Lintner war 33 Jahre bis 2009 Bundestagsabgeordneter der CSU und bis 2010 Mitglied in der parlamentarischen Versammlung des Europarates (PACE). Das Gericht sah es als erwiesen an, dass sich Lintner der Bestechung von Mandatsträgern schuldig gemacht hat.
So erhielt 2012 eine Resolution über politische Gefangene in Aserbaidschan keine Mehrheit im Europarat. Der seit 2003 amtierende Präsident Ilham Alijew nutzte dies jahrelang als angeblichen Beleg dafür, zu Unrecht als Autokrat beschuldigt zu werden. Er habe über Briefkastenfirmen zwischen 2008 und 2016 rund vier Millionen Euro aus Aserbaidschan erhalten.
Es ist bundesweit die erste Verurteilung eines Bundestagsabgeordneten wegen Abgeordnetenbestechung. „Ein Fall von klassischem Stimmenkauf“, erklärte der Vorsitzende Richter Jochen Bösl in seiner Urteilsbegründung.

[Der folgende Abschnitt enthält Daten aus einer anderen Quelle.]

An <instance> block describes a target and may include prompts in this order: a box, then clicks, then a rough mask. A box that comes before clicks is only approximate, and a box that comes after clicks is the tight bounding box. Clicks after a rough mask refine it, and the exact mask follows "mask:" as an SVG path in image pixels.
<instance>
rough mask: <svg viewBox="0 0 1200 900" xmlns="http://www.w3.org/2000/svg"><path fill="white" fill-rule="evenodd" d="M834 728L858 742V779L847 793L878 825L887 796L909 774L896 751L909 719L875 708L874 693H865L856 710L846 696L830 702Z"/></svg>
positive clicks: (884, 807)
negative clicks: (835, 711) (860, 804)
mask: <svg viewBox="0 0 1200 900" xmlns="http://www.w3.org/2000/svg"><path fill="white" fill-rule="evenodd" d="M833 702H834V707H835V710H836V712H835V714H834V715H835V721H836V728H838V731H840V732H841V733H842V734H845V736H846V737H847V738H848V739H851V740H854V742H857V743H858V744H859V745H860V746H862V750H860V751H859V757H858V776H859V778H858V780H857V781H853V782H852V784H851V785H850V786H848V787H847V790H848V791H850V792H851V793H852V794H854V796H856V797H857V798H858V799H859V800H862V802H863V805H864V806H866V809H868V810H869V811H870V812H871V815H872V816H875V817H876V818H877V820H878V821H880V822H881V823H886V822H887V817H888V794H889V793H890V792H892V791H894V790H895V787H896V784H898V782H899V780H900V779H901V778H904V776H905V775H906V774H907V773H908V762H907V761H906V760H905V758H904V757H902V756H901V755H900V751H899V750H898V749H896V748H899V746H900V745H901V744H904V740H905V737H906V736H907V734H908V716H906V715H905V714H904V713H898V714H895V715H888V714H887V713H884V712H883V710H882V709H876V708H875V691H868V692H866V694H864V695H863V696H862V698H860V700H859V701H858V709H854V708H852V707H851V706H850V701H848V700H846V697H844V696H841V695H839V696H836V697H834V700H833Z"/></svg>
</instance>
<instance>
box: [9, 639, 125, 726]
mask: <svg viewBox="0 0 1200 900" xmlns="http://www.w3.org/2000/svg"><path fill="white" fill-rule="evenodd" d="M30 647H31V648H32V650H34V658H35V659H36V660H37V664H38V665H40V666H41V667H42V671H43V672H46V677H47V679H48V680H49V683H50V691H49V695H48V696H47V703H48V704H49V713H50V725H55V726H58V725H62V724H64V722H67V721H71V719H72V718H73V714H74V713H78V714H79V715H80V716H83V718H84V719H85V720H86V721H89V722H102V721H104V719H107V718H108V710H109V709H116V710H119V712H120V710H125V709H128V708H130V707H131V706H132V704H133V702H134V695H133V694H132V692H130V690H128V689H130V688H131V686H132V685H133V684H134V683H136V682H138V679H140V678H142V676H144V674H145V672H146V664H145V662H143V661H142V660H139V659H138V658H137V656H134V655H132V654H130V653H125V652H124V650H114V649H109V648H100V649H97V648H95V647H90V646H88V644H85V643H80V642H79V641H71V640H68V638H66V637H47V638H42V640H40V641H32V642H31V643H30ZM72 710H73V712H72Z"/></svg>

Weiterhin kein Schuldbewusstsein bei Lintner
Lintner bestritt, dass es sich dabei um Bestechung gehandelt habe. Er sei sich keiner Straftat bewusst. „Ich habe das Ganze für die Art von Lobbyismus gehalten, die bis heute praktisch allgegenwärtig ist“, sagte er laut Angaben der Nachrichtenagentur dpa.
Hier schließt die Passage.